Selon Dinesh Venkatesan, ingénieur principal spécialisé dans l’analyse des menaces chez Symantec, on trouve aujourd’hui facilement des kits de développement de Trojan (TDK) sur des forums de piratage ou via des liens publicitaires postés sur les services de messagerie des réseaux sociaux. « L’app offre une interface facile à utiliser, pas très différente des autres apps Android, si ce n’est qu’elle permet de créer des logiciels malveillants. Pour générer son logiciel malveillant, l’utilisateur doit simplement cocher des fonctions dans le formulaire qui apparaît sur l’écran de son mobile », a expliqué Dinesh Venkatesan. « Tout le processus de création d’un malware prêt à l’emploi se fait sur le smartphone, sans écrire une seule ligne de code ».

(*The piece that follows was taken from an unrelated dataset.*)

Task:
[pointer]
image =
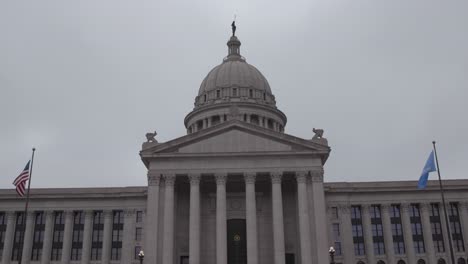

L’apparition de ces TDK a commencé plus tôt cette année. « Le plus récent d’entre eux a été repéré par Symantec la semaine dernière », a déclaré l’entreprise de sécurité. Après avoir téléchargé l’application, les utilisateurs créent leur malware en sélectionnant des options parmi une série de fonctions. Ils peuvent également personnaliser le message qu’ils souhaitent afficher sur l’écran verrouillé du périphérique infecté, générer la clé qui permettra de le déverrouiller, effectuer des calculs mathématiques personnalisés pour randomiser le code, choisir les icônes et les animations qu’ils veulent afficher sur le périphérique de la victime. Ensuite, ils doivent juste cliquer sur « Créer ». À ce moment-là, l’application invite le cybercriminel potentiel à s’abonner au service qui lui permettra de créer autant de variantes du ransomware qu’il le souhaite. L’app permet également de lancer un chat en ligne avec le développeur pour demander un usage ponctuel du service et effectuer son paiement en conséquence.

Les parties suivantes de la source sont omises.